## Diprotic and Polyprotic Acids

Diprotic and polyprotic acids contain multiple acidic protons that dissociate in distinct, sequential steps.

### Learning Objectives

Identify the key features that distinguish polyprotic acids from monoprotic acids.

### Key Takeaways

#### Key Points

• Polyprotic acids can lose two or more acidic protons; diprotic acids and triprotic acids are specific types of polyprotic acids that can lose two and three protons, respectively.
• Polyprotic acids display as many equivalence points in titration curves as the number of acidic protons they have; for instance, a diprotic acid would have two equivalence points, while a triprotic acid would have three equivalence points.
• For polyprotic acids, the first Ka is always the largest, followed by the second, etc.; this indicates that the protons become successively less acidic as they are lost.
• Although the tendency to lose each acidic proton decreases as subsequent ones are lost, all possible ionic species do exist in solution; to calculate their fractional concentration, one can use equations that rely on equilibrium constants and the concentration of protons in solution.

#### Key Terms

• titration: determining a substance’s concentration in a solution by slowly adding measured amounts of another substance (often with a burette) until a reaction is shown complete
• equivalence point: the point at which an added titrant is stoichiometrically equal to the number of moles in a sample’s substance; the smallest amount of titrant necessary to fully neutralize or react with the analyte
• diprotic acid: one that contains within its molecular structure two hydrogen atoms per molecule capable of dissociating
• triprotic acid: one that can donate three hydrogen ions per molecule during dissociation

As their name suggests, polyprotic acids contain more than one acidic proton. Two common examples are carbonic acid (H2CO3, which has two acidic protons and is therefore a diprotic acid) and phosphoric acid (H3PO4, which has three acidic protons and is therefore a triprotic acid).

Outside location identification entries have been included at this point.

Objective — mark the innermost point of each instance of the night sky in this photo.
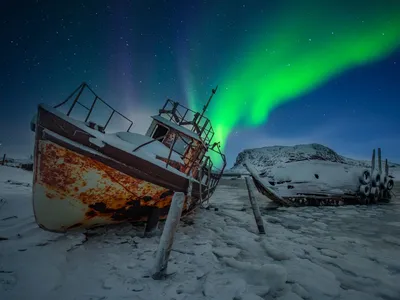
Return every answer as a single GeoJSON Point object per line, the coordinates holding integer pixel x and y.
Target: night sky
{"type": "Point", "coordinates": [289, 72]}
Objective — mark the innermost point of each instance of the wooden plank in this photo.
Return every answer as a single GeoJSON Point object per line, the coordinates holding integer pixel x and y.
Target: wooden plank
{"type": "Point", "coordinates": [379, 161]}
{"type": "Point", "coordinates": [167, 237]}
{"type": "Point", "coordinates": [254, 206]}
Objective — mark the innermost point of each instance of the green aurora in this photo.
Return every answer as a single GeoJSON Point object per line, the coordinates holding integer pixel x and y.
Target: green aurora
{"type": "Point", "coordinates": [298, 49]}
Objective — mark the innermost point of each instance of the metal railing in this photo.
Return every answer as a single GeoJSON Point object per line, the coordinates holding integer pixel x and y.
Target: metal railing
{"type": "Point", "coordinates": [183, 116]}
{"type": "Point", "coordinates": [179, 115]}
{"type": "Point", "coordinates": [78, 92]}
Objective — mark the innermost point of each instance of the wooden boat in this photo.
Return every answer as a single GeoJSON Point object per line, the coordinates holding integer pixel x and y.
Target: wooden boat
{"type": "Point", "coordinates": [86, 177]}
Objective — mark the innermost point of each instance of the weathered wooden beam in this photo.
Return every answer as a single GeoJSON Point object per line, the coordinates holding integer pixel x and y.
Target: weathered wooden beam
{"type": "Point", "coordinates": [254, 206]}
{"type": "Point", "coordinates": [152, 221]}
{"type": "Point", "coordinates": [379, 161]}
{"type": "Point", "coordinates": [373, 162]}
{"type": "Point", "coordinates": [167, 237]}
{"type": "Point", "coordinates": [386, 168]}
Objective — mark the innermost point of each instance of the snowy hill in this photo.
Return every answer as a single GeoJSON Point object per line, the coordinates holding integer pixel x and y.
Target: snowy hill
{"type": "Point", "coordinates": [265, 157]}
{"type": "Point", "coordinates": [311, 168]}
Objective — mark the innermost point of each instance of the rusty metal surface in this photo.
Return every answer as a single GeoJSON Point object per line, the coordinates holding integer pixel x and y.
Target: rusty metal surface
{"type": "Point", "coordinates": [78, 184]}
{"type": "Point", "coordinates": [93, 188]}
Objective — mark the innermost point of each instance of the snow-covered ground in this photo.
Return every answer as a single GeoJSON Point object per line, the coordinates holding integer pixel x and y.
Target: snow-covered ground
{"type": "Point", "coordinates": [349, 252]}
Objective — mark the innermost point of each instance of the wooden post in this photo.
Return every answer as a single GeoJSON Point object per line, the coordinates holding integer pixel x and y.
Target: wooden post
{"type": "Point", "coordinates": [167, 237]}
{"type": "Point", "coordinates": [379, 161]}
{"type": "Point", "coordinates": [386, 168]}
{"type": "Point", "coordinates": [373, 162]}
{"type": "Point", "coordinates": [254, 206]}
{"type": "Point", "coordinates": [152, 221]}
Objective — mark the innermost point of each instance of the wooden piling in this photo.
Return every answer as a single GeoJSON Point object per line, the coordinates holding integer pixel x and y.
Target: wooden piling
{"type": "Point", "coordinates": [373, 162]}
{"type": "Point", "coordinates": [167, 237]}
{"type": "Point", "coordinates": [254, 206]}
{"type": "Point", "coordinates": [379, 161]}
{"type": "Point", "coordinates": [386, 168]}
{"type": "Point", "coordinates": [152, 221]}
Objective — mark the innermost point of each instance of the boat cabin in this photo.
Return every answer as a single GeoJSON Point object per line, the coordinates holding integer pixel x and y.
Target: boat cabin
{"type": "Point", "coordinates": [185, 132]}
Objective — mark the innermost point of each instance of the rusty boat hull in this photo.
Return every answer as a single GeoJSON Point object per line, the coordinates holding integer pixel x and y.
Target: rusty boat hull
{"type": "Point", "coordinates": [79, 184]}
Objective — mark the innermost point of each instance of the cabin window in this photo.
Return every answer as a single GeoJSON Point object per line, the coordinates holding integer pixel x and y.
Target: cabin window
{"type": "Point", "coordinates": [159, 132]}
{"type": "Point", "coordinates": [181, 145]}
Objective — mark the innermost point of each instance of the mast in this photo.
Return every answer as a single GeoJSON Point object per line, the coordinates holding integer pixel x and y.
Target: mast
{"type": "Point", "coordinates": [208, 102]}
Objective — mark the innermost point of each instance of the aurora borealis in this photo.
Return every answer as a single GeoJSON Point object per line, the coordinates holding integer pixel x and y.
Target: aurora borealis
{"type": "Point", "coordinates": [307, 46]}
{"type": "Point", "coordinates": [288, 71]}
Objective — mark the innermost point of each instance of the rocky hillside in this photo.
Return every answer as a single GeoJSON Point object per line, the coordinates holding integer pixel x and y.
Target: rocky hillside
{"type": "Point", "coordinates": [265, 157]}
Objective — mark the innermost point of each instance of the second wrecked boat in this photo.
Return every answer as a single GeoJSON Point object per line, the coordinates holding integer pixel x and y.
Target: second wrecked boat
{"type": "Point", "coordinates": [85, 177]}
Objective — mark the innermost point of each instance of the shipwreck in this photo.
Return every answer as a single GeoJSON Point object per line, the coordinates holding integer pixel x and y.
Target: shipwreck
{"type": "Point", "coordinates": [85, 176]}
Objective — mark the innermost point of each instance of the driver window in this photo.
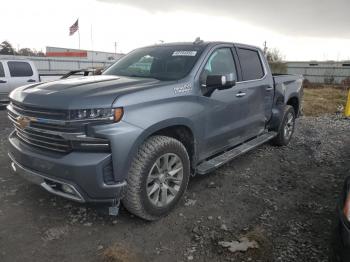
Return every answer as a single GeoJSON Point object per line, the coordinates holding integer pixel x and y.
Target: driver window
{"type": "Point", "coordinates": [219, 63]}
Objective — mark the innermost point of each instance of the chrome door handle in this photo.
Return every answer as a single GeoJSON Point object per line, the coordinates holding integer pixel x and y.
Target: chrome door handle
{"type": "Point", "coordinates": [241, 94]}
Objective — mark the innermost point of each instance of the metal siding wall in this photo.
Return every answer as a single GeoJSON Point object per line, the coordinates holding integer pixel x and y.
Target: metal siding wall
{"type": "Point", "coordinates": [61, 66]}
{"type": "Point", "coordinates": [320, 73]}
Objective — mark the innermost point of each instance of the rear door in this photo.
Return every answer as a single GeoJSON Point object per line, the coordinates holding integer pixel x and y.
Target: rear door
{"type": "Point", "coordinates": [257, 91]}
{"type": "Point", "coordinates": [21, 73]}
{"type": "Point", "coordinates": [4, 88]}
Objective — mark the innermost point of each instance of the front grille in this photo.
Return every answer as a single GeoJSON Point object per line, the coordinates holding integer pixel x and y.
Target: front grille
{"type": "Point", "coordinates": [57, 135]}
{"type": "Point", "coordinates": [40, 112]}
{"type": "Point", "coordinates": [45, 136]}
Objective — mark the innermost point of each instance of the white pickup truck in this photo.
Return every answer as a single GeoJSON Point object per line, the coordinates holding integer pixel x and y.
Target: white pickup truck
{"type": "Point", "coordinates": [15, 73]}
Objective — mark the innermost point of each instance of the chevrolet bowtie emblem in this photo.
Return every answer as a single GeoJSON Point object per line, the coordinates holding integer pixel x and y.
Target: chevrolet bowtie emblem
{"type": "Point", "coordinates": [23, 121]}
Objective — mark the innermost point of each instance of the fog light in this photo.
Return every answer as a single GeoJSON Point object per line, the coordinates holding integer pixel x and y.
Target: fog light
{"type": "Point", "coordinates": [68, 189]}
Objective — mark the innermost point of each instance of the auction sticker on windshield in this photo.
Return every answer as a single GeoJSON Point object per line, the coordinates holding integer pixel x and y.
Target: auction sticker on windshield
{"type": "Point", "coordinates": [184, 53]}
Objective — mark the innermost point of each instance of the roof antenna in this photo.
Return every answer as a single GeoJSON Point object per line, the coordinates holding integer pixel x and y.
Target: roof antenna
{"type": "Point", "coordinates": [198, 41]}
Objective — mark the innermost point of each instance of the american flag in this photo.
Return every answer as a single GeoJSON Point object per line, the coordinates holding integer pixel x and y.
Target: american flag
{"type": "Point", "coordinates": [74, 27]}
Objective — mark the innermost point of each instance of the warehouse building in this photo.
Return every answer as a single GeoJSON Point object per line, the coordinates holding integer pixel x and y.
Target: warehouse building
{"type": "Point", "coordinates": [328, 72]}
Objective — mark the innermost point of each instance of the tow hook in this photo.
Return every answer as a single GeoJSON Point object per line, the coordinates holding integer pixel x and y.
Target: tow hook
{"type": "Point", "coordinates": [114, 209]}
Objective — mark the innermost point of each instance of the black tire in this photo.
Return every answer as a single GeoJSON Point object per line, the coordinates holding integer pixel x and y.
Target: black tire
{"type": "Point", "coordinates": [282, 139]}
{"type": "Point", "coordinates": [136, 200]}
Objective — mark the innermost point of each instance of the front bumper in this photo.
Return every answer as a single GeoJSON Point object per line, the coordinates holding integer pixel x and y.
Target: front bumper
{"type": "Point", "coordinates": [79, 173]}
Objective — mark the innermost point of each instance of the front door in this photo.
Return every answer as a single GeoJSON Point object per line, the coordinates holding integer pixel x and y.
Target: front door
{"type": "Point", "coordinates": [223, 108]}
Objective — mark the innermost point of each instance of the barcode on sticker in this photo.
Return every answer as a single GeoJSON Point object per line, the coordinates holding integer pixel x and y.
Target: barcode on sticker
{"type": "Point", "coordinates": [184, 53]}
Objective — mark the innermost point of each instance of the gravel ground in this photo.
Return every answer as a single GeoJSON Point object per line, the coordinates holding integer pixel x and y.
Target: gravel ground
{"type": "Point", "coordinates": [282, 198]}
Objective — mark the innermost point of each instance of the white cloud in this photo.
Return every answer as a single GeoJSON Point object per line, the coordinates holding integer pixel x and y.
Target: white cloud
{"type": "Point", "coordinates": [40, 23]}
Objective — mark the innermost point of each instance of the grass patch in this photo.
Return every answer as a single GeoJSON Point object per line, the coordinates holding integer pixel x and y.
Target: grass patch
{"type": "Point", "coordinates": [327, 100]}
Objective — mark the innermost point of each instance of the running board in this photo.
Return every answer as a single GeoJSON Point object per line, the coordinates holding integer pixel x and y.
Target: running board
{"type": "Point", "coordinates": [212, 164]}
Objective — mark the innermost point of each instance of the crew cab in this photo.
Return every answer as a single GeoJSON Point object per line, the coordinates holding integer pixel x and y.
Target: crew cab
{"type": "Point", "coordinates": [15, 73]}
{"type": "Point", "coordinates": [159, 115]}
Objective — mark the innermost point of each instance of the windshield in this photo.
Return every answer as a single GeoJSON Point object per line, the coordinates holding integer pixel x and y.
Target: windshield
{"type": "Point", "coordinates": [160, 62]}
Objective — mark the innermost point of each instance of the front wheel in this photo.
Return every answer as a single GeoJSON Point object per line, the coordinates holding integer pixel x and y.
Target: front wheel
{"type": "Point", "coordinates": [286, 129]}
{"type": "Point", "coordinates": [158, 177]}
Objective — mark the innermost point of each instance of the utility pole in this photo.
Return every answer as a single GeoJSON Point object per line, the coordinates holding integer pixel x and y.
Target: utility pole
{"type": "Point", "coordinates": [265, 47]}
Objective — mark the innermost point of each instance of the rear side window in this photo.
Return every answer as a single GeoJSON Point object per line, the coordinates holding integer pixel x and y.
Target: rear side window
{"type": "Point", "coordinates": [252, 68]}
{"type": "Point", "coordinates": [18, 69]}
{"type": "Point", "coordinates": [2, 73]}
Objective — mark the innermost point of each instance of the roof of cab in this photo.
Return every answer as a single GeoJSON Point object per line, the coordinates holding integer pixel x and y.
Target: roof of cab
{"type": "Point", "coordinates": [204, 44]}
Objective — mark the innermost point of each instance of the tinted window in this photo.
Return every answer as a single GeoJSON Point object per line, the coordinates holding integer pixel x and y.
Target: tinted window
{"type": "Point", "coordinates": [220, 63]}
{"type": "Point", "coordinates": [2, 73]}
{"type": "Point", "coordinates": [160, 62]}
{"type": "Point", "coordinates": [252, 68]}
{"type": "Point", "coordinates": [20, 69]}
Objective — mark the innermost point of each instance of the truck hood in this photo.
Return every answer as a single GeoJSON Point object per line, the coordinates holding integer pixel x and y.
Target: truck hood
{"type": "Point", "coordinates": [80, 93]}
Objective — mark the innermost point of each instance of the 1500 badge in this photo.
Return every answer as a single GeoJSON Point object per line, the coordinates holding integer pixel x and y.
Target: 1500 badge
{"type": "Point", "coordinates": [183, 89]}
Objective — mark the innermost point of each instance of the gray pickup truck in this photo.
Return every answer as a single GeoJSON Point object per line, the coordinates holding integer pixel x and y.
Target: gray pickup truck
{"type": "Point", "coordinates": [160, 114]}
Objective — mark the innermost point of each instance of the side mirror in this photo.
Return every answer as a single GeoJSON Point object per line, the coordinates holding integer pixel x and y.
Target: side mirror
{"type": "Point", "coordinates": [219, 82]}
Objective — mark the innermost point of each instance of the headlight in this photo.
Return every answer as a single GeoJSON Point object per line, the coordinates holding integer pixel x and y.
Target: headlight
{"type": "Point", "coordinates": [114, 114]}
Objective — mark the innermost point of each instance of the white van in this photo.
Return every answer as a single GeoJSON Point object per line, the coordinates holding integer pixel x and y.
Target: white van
{"type": "Point", "coordinates": [15, 73]}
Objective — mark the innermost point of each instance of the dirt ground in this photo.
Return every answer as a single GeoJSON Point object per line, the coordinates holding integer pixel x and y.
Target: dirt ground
{"type": "Point", "coordinates": [283, 198]}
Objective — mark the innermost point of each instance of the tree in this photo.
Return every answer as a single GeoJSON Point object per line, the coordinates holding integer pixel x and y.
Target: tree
{"type": "Point", "coordinates": [275, 60]}
{"type": "Point", "coordinates": [6, 48]}
{"type": "Point", "coordinates": [26, 52]}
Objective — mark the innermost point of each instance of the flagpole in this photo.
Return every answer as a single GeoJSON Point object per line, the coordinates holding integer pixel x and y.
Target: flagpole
{"type": "Point", "coordinates": [79, 37]}
{"type": "Point", "coordinates": [92, 48]}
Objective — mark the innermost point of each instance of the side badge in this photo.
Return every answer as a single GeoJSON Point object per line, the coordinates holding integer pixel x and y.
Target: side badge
{"type": "Point", "coordinates": [186, 88]}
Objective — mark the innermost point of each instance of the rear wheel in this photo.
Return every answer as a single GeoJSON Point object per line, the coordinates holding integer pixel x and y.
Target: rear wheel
{"type": "Point", "coordinates": [286, 129]}
{"type": "Point", "coordinates": [158, 177]}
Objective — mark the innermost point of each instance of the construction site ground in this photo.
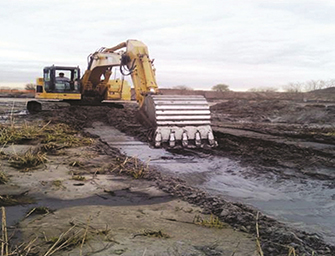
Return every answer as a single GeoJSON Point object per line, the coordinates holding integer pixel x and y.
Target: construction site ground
{"type": "Point", "coordinates": [270, 180]}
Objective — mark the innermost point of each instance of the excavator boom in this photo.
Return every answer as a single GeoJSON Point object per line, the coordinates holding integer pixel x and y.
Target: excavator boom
{"type": "Point", "coordinates": [174, 119]}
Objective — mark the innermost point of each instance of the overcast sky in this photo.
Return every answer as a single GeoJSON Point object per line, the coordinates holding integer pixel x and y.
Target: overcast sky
{"type": "Point", "coordinates": [244, 44]}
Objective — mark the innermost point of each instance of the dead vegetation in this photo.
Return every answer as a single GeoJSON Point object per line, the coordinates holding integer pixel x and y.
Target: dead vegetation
{"type": "Point", "coordinates": [153, 233]}
{"type": "Point", "coordinates": [76, 236]}
{"type": "Point", "coordinates": [212, 222]}
{"type": "Point", "coordinates": [11, 200]}
{"type": "Point", "coordinates": [3, 178]}
{"type": "Point", "coordinates": [130, 166]}
{"type": "Point", "coordinates": [52, 136]}
{"type": "Point", "coordinates": [29, 160]}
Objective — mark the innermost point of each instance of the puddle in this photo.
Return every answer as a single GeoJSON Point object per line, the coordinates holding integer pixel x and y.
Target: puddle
{"type": "Point", "coordinates": [308, 205]}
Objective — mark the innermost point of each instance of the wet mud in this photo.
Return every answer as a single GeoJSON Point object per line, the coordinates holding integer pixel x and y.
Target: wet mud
{"type": "Point", "coordinates": [268, 158]}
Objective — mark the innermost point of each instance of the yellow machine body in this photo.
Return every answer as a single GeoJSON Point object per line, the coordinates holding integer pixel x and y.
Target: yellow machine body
{"type": "Point", "coordinates": [118, 90]}
{"type": "Point", "coordinates": [54, 95]}
{"type": "Point", "coordinates": [175, 120]}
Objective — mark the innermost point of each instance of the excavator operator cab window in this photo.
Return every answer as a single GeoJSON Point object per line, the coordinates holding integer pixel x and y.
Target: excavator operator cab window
{"type": "Point", "coordinates": [61, 80]}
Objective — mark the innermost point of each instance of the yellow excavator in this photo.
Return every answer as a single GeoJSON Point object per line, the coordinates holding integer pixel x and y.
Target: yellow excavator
{"type": "Point", "coordinates": [176, 119]}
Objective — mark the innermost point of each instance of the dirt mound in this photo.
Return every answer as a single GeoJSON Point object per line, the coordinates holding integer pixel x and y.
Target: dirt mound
{"type": "Point", "coordinates": [276, 111]}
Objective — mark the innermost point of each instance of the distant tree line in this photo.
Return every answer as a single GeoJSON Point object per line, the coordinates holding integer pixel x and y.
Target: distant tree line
{"type": "Point", "coordinates": [308, 86]}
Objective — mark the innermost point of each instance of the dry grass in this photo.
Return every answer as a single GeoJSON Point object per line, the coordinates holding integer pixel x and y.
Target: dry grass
{"type": "Point", "coordinates": [54, 136]}
{"type": "Point", "coordinates": [78, 178]}
{"type": "Point", "coordinates": [28, 160]}
{"type": "Point", "coordinates": [212, 222]}
{"type": "Point", "coordinates": [19, 134]}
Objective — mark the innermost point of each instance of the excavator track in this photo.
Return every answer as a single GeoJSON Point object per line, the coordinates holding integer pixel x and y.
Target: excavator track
{"type": "Point", "coordinates": [179, 120]}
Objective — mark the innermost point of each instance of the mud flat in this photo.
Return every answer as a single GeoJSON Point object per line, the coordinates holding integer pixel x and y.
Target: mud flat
{"type": "Point", "coordinates": [66, 193]}
{"type": "Point", "coordinates": [275, 238]}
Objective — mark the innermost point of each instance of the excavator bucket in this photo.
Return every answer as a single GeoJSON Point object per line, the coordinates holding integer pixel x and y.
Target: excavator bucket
{"type": "Point", "coordinates": [179, 120]}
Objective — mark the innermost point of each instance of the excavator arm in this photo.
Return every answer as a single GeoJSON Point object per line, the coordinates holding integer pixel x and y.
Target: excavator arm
{"type": "Point", "coordinates": [176, 119]}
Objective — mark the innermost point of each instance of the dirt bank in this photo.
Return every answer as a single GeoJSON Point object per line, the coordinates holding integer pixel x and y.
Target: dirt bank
{"type": "Point", "coordinates": [276, 238]}
{"type": "Point", "coordinates": [66, 193]}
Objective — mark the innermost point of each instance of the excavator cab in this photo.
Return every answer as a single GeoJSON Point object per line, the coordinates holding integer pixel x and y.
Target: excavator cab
{"type": "Point", "coordinates": [59, 79]}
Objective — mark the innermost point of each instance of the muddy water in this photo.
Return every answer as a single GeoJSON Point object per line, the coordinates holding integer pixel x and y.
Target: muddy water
{"type": "Point", "coordinates": [304, 204]}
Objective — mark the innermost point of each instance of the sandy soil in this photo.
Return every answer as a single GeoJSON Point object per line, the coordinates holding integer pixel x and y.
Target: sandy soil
{"type": "Point", "coordinates": [257, 138]}
{"type": "Point", "coordinates": [76, 194]}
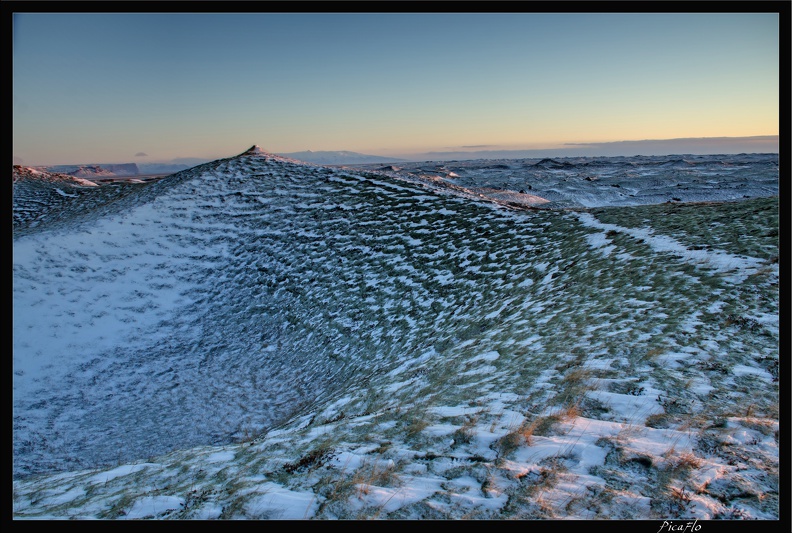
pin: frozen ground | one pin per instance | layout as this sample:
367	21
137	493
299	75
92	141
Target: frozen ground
257	338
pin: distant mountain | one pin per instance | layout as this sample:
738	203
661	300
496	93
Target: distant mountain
339	158
259	338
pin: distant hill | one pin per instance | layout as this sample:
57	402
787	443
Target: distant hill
338	158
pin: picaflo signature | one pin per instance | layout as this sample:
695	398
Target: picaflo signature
679	527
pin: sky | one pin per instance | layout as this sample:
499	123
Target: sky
150	87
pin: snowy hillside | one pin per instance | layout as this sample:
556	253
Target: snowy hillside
260	338
338	157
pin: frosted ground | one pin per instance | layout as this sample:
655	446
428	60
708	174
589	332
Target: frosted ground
259	338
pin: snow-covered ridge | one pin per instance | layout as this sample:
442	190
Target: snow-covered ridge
261	338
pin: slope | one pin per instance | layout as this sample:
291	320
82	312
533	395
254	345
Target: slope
317	324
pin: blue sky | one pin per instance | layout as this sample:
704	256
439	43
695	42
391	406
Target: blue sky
105	87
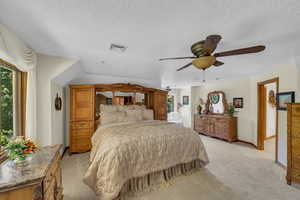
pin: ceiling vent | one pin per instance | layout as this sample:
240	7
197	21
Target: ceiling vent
117	48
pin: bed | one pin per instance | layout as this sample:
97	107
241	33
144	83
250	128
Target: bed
128	156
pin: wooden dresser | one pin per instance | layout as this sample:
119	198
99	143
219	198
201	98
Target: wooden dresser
220	126
293	143
160	105
40	179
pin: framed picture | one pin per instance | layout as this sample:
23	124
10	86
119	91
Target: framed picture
238	102
284	97
185	100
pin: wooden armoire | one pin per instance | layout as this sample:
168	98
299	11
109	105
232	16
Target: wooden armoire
293	143
84	108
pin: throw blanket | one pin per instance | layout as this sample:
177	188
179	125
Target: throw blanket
129	150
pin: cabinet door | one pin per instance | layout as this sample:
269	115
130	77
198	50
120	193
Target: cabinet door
82	101
80	140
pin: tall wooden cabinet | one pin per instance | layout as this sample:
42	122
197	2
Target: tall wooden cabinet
82	117
83	109
293	143
220	126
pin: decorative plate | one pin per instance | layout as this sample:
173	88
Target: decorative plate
214	98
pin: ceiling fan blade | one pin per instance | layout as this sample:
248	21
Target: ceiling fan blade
218	63
177	58
254	49
211	43
185	66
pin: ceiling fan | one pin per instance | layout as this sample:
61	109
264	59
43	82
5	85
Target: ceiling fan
203	50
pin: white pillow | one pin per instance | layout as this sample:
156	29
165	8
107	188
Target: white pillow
112	117
148	114
134	115
108	108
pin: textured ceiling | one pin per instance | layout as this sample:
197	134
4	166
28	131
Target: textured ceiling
155	29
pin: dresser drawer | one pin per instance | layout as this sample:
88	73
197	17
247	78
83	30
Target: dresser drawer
51	174
81	144
82	125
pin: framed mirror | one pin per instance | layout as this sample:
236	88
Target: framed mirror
216	103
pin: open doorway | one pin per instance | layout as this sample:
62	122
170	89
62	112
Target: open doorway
267	130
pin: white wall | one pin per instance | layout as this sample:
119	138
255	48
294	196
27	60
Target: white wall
247	88
48	126
270	112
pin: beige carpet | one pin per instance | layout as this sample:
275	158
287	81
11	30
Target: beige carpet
236	172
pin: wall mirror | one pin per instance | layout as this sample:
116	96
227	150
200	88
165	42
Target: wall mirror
216	103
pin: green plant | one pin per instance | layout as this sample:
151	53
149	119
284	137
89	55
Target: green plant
231	109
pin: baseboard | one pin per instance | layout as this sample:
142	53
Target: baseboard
65	150
281	165
242	141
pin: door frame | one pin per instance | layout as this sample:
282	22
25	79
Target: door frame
261	115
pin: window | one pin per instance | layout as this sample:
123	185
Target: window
7	102
170	103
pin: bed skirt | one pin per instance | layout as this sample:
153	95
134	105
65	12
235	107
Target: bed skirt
155	179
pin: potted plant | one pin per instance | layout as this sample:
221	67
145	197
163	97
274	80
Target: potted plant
18	149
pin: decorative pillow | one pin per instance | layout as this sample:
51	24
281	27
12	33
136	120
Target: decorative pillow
112	117
134	115
108	108
148	114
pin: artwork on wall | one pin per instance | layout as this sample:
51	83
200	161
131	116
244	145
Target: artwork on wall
283	98
238	102
185	100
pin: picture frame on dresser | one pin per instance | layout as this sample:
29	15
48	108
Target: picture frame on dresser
283	98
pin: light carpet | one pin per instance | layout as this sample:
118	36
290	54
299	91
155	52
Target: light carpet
235	172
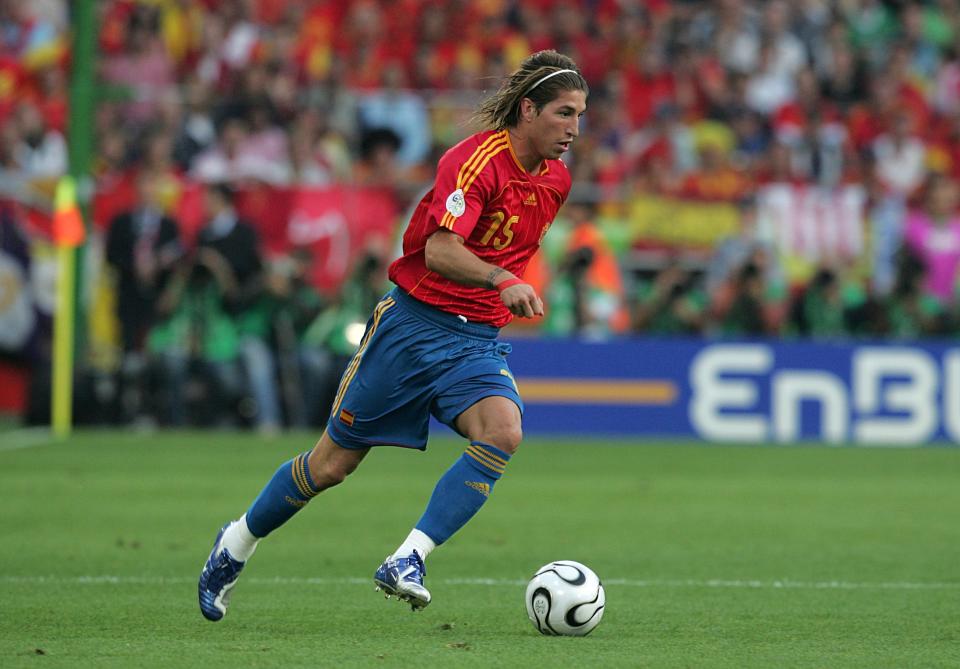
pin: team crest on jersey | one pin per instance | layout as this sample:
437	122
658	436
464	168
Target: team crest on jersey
456	205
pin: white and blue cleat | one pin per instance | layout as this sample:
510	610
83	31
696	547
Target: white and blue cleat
402	577
217	579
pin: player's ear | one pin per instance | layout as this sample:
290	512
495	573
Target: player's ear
528	110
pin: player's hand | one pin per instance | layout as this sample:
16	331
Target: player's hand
522	300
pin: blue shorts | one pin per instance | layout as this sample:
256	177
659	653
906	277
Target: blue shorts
415	361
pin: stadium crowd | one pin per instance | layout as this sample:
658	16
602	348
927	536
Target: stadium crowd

Diprotic and polyprotic acids show unique profiles in titration experiments, where a pH versus titrant volume curve clearly shows two equivalence points for the acid; this is because the two ionizing hydrogens do not dissociate from the acid at the same time. With any polyprotic acid, the first amd most strongly acidic proton dissociates completely before the second-most acidic proton even begins to dissociate.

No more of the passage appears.